During the data collection process for the Global Entrepreneurship Monitor in Belgium, an additional question was asked to respondents regarding whether they had made investments that were not family– or friend–related.
4.
This includes companies that I was not able to contact and hence whose angel–backed nature could not be verified.
5.
This correlation coefficient is based on Belgian data only because this question was not included in the U.S. questionnaire.
6.
Median Rwg(J) values were also calculated based on triangular and moderately skewed distributions instead of the generally used uniform null distribution (LeBreton & Senter, 2008).

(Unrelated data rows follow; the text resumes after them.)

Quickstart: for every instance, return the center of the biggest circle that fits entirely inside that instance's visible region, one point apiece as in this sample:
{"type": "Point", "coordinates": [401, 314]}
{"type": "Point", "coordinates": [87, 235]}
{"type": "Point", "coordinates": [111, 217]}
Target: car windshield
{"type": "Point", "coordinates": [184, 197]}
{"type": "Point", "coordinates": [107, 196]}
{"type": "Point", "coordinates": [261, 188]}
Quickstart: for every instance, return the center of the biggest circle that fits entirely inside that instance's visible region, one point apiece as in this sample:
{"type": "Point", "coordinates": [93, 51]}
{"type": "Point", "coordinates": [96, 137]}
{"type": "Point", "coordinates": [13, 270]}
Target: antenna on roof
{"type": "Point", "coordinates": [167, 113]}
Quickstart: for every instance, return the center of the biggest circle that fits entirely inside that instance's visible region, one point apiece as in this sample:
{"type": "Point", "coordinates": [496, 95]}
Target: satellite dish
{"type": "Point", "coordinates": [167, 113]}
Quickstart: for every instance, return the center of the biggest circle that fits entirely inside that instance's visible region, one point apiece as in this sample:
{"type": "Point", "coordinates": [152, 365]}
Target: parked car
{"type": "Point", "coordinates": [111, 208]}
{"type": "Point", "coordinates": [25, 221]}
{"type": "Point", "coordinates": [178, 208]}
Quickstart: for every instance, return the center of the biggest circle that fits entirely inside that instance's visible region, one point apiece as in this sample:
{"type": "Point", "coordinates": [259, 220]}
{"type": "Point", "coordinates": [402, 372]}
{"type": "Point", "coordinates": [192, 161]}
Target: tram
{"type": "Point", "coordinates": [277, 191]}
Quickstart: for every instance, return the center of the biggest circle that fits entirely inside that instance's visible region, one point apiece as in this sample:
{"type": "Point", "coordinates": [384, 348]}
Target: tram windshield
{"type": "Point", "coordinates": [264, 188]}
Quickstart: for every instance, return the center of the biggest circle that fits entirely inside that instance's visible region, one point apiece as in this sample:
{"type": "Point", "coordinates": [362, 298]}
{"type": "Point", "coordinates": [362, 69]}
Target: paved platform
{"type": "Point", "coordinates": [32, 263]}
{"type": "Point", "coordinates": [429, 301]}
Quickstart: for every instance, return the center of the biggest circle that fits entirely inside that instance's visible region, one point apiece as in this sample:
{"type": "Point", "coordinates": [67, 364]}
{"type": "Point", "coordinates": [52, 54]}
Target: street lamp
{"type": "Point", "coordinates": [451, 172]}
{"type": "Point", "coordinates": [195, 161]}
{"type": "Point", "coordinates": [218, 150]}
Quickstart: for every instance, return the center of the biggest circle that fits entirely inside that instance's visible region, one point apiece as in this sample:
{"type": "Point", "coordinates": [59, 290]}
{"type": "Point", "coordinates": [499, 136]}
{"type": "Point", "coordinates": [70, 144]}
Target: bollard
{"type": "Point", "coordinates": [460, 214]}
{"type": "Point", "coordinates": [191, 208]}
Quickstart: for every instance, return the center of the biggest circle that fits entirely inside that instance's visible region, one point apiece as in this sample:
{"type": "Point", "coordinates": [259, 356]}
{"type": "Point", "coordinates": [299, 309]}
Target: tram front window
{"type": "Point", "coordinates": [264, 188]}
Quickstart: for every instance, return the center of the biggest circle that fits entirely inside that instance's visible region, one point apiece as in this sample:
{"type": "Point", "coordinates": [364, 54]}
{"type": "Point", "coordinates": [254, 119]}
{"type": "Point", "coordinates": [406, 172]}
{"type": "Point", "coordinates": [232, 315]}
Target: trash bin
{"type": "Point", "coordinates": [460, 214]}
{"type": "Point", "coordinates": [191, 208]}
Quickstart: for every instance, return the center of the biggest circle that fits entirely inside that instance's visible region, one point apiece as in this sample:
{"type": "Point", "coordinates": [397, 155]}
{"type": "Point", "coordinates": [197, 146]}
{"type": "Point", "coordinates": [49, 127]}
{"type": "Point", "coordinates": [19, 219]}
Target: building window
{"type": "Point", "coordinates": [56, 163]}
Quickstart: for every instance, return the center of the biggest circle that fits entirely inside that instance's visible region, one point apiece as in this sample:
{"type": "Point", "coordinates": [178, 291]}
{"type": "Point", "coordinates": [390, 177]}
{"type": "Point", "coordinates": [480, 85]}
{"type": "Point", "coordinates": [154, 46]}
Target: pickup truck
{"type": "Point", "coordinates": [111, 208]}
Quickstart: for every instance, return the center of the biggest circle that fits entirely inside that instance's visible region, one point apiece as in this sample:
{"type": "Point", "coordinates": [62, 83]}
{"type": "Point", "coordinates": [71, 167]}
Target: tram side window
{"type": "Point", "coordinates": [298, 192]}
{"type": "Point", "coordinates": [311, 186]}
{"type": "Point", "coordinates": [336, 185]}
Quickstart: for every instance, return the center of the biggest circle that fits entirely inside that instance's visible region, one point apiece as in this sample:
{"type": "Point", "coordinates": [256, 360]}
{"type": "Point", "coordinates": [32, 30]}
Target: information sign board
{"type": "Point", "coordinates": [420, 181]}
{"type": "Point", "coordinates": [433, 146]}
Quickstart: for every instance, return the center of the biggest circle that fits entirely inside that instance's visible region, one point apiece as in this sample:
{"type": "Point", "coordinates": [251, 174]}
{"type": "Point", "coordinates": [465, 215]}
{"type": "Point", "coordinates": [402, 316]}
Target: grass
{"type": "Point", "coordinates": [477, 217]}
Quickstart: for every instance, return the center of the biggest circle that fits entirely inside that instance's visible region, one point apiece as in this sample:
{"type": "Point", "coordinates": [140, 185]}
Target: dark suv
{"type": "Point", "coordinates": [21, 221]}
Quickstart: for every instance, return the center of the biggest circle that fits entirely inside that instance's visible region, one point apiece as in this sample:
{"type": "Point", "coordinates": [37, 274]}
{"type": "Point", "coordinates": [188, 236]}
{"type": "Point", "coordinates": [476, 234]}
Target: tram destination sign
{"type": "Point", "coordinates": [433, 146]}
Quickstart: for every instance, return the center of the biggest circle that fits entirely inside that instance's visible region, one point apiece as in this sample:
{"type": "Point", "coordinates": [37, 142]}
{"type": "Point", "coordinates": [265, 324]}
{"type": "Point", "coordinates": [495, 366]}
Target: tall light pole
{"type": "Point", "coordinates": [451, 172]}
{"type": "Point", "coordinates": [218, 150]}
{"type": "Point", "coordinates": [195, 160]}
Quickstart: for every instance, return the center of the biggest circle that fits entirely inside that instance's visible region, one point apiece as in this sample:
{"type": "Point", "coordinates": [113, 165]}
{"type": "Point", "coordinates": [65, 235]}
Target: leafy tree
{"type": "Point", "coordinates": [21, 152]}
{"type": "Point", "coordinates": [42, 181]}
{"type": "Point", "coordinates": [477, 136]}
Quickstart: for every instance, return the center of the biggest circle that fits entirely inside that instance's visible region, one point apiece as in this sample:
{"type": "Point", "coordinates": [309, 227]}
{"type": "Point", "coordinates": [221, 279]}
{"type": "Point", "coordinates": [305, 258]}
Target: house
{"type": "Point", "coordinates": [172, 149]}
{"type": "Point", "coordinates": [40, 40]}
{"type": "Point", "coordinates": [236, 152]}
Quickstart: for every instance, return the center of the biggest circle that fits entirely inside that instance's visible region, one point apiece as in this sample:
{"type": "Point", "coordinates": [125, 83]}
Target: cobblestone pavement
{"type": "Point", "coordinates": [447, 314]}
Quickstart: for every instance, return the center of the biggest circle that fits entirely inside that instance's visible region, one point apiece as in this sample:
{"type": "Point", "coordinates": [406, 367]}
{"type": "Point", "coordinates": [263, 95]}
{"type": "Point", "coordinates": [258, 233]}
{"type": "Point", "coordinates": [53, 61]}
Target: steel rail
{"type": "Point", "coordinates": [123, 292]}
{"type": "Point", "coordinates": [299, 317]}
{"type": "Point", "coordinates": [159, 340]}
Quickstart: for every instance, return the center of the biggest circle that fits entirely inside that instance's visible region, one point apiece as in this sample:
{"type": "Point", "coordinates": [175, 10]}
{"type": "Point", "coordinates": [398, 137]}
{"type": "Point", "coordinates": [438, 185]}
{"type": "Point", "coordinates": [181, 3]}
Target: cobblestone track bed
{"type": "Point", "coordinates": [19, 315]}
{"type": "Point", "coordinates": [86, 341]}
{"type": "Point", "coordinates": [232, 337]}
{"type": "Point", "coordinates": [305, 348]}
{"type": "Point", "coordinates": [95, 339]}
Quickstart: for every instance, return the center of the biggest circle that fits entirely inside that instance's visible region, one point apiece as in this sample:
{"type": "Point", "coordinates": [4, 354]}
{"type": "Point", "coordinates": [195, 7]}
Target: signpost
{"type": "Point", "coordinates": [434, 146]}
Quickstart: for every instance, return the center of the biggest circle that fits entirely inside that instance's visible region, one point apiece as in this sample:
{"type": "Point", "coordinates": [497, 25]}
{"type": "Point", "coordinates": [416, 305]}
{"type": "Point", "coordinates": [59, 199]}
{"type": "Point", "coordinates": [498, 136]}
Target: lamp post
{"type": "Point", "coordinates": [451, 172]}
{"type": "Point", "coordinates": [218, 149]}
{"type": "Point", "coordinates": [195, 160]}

These values all exceed the .7 threshold, thus confirming adequate within–group agreement for aggregation. Because angel investors and entrepreneurs could be argued to form subgroups within their overarching teams, aggregation statistics were additionally calculated at the subgroup level. ICCs and Rwg(J) values all exceed threshold values.
7.
As defined in accordance with sample requirements.
8.
The number of low–performing, that is, distress, exits was too low to run the model. However, statistical results were stronger in the overall exit model than in the high–performing exit model (angel investor: p < .10; entrepreneur: p < .05), which would suggest that intentions to exit are also reliable predictors of low–performing exit.